The relatively small outlay on pandemic-related relief for education in 2021 is because previous money, allocated under the previous round of COVID-19 relief, has not yet been spent.
“Congress previously provided nearly $31 billion for education stabilization in the Coronavirus Aid, Relief, and Economic Security (CARES) Act, enacted on March 27, 2020, and another $82 billion for this purpose in the Consolidated Appropriations Act, 2021, enacted on December 27, 2020,” CBO says in its estimate. “Because most of those funds remain to be spent, CBO anticipates that the bulk of spending of funds provided in the reconciliation recommendations would occur after 2021.”
Besides the $128.6 billion for helping K-12 public schools cope with the pandemic, the reconciliation recommendations also earmark $39.6 billion for grants to students or to defray institutional expenses related to the pandemic, under the Higher Education Emergency Relief Fund.
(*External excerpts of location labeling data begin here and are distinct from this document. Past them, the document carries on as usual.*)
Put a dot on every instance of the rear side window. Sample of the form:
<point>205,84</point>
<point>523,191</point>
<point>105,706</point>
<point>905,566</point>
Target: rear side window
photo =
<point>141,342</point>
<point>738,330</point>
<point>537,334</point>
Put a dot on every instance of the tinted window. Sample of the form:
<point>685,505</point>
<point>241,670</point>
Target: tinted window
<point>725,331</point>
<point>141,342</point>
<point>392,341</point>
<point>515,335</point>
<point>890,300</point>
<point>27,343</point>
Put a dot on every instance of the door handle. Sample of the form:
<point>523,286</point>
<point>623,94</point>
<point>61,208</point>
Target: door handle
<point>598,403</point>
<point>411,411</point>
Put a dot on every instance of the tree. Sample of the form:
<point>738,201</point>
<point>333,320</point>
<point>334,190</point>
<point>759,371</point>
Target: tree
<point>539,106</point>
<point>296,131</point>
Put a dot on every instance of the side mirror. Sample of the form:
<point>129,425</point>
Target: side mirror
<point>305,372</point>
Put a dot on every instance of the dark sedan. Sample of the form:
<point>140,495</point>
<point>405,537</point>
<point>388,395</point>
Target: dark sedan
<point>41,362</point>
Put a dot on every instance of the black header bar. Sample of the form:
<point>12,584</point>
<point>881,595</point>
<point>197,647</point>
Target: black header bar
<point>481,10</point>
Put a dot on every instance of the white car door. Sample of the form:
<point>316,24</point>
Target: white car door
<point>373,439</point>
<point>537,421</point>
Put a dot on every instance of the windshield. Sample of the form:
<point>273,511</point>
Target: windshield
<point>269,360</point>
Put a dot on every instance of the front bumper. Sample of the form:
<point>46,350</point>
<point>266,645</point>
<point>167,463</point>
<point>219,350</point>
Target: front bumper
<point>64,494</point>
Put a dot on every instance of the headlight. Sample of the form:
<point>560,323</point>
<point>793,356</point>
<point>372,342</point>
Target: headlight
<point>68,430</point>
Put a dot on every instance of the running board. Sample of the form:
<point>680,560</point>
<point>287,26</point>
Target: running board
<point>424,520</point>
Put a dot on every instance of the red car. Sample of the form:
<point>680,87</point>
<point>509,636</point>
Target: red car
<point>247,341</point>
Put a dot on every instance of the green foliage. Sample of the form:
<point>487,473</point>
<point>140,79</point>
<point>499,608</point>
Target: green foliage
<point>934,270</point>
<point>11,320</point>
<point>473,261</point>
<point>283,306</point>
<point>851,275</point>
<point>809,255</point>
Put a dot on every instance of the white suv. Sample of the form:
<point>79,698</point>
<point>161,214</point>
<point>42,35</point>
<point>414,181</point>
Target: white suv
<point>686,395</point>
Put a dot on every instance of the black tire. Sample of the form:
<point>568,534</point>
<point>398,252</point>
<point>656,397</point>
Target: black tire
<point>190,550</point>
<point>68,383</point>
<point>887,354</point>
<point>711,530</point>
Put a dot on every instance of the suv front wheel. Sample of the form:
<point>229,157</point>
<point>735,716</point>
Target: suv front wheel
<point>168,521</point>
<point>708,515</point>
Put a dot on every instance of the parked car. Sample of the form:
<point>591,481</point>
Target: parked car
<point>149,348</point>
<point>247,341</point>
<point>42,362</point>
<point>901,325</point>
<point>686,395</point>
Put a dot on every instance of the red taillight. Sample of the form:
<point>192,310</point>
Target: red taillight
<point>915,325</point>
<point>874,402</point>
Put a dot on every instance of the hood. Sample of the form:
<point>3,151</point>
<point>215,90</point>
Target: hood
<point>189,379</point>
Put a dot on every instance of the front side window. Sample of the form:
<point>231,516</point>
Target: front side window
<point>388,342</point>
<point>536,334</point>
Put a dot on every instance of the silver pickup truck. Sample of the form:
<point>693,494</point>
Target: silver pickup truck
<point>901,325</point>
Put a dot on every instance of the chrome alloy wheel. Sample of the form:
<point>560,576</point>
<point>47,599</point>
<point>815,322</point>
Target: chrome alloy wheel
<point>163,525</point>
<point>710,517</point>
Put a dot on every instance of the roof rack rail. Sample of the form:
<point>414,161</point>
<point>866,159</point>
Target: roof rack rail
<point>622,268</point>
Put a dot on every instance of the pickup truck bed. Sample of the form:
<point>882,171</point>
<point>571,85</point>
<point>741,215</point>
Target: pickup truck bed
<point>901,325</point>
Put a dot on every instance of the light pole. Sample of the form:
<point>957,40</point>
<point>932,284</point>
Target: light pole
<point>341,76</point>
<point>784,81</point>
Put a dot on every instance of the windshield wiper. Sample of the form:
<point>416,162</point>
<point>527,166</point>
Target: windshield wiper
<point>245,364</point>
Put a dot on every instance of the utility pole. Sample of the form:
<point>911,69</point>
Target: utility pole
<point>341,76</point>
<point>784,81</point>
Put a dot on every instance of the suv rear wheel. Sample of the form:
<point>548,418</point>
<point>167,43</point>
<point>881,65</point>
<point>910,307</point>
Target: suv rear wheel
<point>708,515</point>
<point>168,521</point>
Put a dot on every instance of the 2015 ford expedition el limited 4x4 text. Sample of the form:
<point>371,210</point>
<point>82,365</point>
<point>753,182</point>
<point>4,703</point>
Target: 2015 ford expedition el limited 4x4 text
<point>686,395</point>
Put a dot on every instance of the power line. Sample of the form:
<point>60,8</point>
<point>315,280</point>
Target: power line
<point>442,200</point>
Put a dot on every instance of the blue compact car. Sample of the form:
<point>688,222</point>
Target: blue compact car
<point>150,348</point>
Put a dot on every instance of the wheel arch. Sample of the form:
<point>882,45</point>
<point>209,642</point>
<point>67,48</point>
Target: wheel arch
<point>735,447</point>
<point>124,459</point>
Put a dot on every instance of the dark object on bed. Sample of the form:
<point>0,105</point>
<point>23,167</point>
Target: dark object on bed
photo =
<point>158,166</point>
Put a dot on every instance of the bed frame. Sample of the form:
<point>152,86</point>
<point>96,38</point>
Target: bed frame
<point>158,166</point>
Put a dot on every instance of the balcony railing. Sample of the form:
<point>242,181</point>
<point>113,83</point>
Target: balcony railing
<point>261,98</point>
Another $2.0 billion is provided for other education programs, including $850 million for the Bureau of Indian Education, $850 million for Outlying Areas (American Samoa, the Commonwealth of the Northern Mariana Islands, Guam, and the U.S. Virgin Islands), $100 million for the Institute of Education Sciences, and $91 million for student aid administration, according to the CBO estimates.
The total outlays on education matters come to $170.5 billion.
According to a funding justification document (pdf) obtained by Education Week, Biden’s plan to help K-12 recover from the pandemic includes $60 billion to prevent teacher layoffs and close budget gaps; $50 billion to implement social distancing by reducing class size; $29 billion for extended learning programs and summer schools; $14 billion each for socially-distanced transportation and additional custodial staff; $10 billion for counselors and school psychologists to help students suffering from pandemic-related mental issues; and $6 billion for personal protective equipment.
Biden’s proposed $1.9 trillion American Rescue Plan faces resistance from Republicans over its high price tag. The president and his allies have argued that going “big” will help boost the economy and bring the pandemic under control.